Fourteen days have passed.

And I haven’t been able to think of anything else except Hunter. I try, try, try to force my brain to focus on any other topic, but it’s impossible.

I’ve fallen into obsession.

I can’t sleep. I have this unsettled feeling deep in my chest, as if at any moment I could tip over the brink of literal heartbreak. When I breathe, I think of Hunter. When I move, I think of Hunter. When I’m still, I think of Hunter.

And even though I know what’s happening—that I’m flowing down a path of paranoia and perseveration—I’m helpless to stop myself. So every night, I pull his clothes from the closetand cocoon myself with them. I spray his cologne on his shirts and pretend he’s with me. I pretend that we’re back at Amelia Manor, making pizza and playing video games with August.

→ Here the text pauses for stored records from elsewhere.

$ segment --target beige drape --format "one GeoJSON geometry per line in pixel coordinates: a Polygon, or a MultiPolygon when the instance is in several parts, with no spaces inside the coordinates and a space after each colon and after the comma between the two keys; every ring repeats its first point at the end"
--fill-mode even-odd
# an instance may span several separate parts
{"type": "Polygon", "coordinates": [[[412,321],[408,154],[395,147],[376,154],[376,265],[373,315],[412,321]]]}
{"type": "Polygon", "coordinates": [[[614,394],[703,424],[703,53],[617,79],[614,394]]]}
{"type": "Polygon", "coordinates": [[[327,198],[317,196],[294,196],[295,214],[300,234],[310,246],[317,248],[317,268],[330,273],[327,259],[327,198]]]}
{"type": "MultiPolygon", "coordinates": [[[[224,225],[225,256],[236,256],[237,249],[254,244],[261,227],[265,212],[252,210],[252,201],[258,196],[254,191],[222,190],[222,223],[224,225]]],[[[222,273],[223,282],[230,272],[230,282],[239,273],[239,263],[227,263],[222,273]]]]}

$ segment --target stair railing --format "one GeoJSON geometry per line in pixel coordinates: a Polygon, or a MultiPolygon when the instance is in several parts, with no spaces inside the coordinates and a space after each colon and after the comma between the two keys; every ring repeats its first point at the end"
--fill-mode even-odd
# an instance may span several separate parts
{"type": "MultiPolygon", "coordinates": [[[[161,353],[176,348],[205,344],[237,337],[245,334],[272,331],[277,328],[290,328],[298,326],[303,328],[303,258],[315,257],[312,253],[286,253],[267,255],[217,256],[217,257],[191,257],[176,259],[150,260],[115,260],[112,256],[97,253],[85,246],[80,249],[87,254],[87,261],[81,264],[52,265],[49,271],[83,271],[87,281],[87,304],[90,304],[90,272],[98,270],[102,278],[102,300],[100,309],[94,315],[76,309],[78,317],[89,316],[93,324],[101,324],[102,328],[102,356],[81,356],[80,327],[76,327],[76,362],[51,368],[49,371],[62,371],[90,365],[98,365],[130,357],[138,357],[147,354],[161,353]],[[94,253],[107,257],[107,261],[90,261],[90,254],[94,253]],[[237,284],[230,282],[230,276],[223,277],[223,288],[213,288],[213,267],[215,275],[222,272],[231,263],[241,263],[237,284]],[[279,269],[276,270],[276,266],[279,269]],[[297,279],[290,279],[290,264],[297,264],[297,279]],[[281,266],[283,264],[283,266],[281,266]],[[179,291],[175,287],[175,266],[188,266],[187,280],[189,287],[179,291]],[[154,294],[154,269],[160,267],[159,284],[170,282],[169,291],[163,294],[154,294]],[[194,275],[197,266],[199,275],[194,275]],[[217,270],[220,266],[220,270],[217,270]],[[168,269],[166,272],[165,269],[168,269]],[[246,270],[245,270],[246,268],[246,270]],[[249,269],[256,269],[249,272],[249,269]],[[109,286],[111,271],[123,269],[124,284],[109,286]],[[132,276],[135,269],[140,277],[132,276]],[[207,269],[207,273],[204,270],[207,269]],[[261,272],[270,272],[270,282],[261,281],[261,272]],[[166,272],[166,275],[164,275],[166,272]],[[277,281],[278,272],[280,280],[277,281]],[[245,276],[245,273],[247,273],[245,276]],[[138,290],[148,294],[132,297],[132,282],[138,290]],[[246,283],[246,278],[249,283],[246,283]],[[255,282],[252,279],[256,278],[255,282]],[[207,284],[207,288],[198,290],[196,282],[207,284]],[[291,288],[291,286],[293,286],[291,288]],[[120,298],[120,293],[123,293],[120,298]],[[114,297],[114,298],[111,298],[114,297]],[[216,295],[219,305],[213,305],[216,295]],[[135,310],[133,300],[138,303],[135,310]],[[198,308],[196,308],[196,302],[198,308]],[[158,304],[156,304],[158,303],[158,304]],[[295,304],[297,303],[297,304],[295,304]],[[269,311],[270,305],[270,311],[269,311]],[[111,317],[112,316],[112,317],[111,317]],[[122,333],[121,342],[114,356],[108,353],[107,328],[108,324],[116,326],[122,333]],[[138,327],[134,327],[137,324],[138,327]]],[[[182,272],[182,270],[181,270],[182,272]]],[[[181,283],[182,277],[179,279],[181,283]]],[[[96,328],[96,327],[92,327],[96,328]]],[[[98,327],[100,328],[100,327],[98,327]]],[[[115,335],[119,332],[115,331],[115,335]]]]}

I allow myself to pretend...and deny the fact that I’m in a dangerous place where the line between love and obsession is indistinct—practically invisible.

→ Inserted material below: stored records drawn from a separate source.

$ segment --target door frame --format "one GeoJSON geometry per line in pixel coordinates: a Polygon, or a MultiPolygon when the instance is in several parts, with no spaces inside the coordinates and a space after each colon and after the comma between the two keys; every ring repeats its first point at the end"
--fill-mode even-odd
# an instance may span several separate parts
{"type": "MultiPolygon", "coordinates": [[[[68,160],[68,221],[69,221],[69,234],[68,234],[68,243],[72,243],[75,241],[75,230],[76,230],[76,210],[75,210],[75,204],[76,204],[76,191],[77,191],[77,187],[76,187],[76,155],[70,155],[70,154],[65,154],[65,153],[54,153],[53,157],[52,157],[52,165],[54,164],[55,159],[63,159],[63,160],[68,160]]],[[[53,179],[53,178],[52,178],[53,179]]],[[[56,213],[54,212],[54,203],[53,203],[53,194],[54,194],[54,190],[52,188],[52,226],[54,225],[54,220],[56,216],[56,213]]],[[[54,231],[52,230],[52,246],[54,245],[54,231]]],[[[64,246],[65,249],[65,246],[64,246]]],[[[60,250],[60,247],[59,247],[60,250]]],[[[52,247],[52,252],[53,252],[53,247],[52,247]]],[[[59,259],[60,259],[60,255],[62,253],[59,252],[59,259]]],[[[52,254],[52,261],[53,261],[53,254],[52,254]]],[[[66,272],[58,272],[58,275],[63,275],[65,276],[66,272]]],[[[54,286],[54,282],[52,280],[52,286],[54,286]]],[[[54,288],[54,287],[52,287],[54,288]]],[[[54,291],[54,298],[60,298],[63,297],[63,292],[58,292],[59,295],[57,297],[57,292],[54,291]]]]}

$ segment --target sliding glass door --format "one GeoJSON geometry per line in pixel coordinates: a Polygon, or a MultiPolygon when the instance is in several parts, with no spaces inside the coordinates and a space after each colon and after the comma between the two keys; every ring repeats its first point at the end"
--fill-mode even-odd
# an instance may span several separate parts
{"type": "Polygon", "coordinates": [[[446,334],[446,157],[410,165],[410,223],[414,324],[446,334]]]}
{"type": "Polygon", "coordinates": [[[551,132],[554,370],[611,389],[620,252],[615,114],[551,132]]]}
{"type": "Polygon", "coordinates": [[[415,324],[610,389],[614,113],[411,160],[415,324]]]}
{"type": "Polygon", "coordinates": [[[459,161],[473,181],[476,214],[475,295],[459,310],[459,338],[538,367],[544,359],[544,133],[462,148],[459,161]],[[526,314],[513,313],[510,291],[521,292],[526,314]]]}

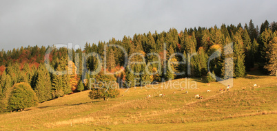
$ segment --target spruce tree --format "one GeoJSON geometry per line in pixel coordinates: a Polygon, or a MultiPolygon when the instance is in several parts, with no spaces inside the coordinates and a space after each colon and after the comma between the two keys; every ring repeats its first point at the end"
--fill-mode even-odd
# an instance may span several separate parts
{"type": "MultiPolygon", "coordinates": [[[[134,71],[134,70],[133,70],[134,71]]],[[[125,69],[126,72],[126,84],[127,87],[133,87],[135,86],[134,75],[130,71],[129,71],[128,67],[125,69]]]]}
{"type": "Polygon", "coordinates": [[[271,30],[267,29],[265,29],[265,32],[263,32],[259,37],[260,61],[262,63],[265,63],[268,61],[265,58],[267,55],[266,52],[269,49],[268,45],[272,38],[273,34],[271,30]]]}
{"type": "Polygon", "coordinates": [[[8,100],[10,110],[24,110],[37,106],[38,98],[29,84],[18,83],[13,86],[13,88],[8,100]]]}
{"type": "Polygon", "coordinates": [[[112,71],[112,70],[114,69],[116,67],[114,51],[112,48],[110,48],[110,51],[107,53],[107,69],[108,69],[109,71],[112,71]]]}
{"type": "Polygon", "coordinates": [[[240,35],[237,33],[234,43],[234,62],[235,65],[234,75],[236,78],[245,75],[245,67],[244,65],[245,54],[243,53],[243,41],[240,35]]]}
{"type": "Polygon", "coordinates": [[[41,103],[52,99],[50,76],[43,64],[39,64],[35,77],[37,79],[33,88],[39,102],[41,103]]]}
{"type": "Polygon", "coordinates": [[[269,61],[265,65],[271,75],[277,76],[277,37],[274,37],[269,44],[269,51],[267,51],[266,58],[269,61]]]}
{"type": "Polygon", "coordinates": [[[85,88],[84,88],[84,86],[83,86],[83,82],[82,82],[82,80],[80,80],[79,82],[79,84],[78,84],[77,90],[78,90],[79,91],[83,91],[84,89],[85,89],[85,88]]]}
{"type": "Polygon", "coordinates": [[[62,75],[53,75],[52,86],[52,97],[57,98],[63,95],[64,82],[63,82],[62,75]]]}

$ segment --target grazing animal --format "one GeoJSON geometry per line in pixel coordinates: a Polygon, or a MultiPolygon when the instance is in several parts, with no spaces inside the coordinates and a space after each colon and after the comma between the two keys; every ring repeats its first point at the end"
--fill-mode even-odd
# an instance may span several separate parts
{"type": "Polygon", "coordinates": [[[200,97],[200,95],[194,95],[194,98],[199,98],[200,97]]]}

I’ve never felt this way about anyone, but I'm familiar with the hallmarks of my mental illness: compulsion, obsession, hypomania.

When will this stop being so damn hard?

My love for Hunter is poisoning me. I can recognize this truth in a distant part of myself—the part that can be rational and objective and self-honoring.

But I can’t stop thinking of him. I can’t let myself feel anything but the pressing, chronic need to have him by me. To see his face. To feel his body pressed against mine.

To be loved by him.

I want him however I can get him, even if that means I have him with an ocean full of darkness.

I was raped.

When he said those words, my heart splintered into a million pieces. When he spilled the parts of his past in that bathroom at the Appleton Country Club, I knew there was more. I could feel it in how his protection of me morphed into something darker in the days following my abduction.

I could sense it in his overwhelming need to control everything.

We’re not dissimilar, he and I. He puts things, people, events into neat little boxes. He forces everything to fit in the parameters he’s set for himself and those around him.

He never wants anyone else to get hurt, even if he’s destroyed bit by bit in an effort to protect them.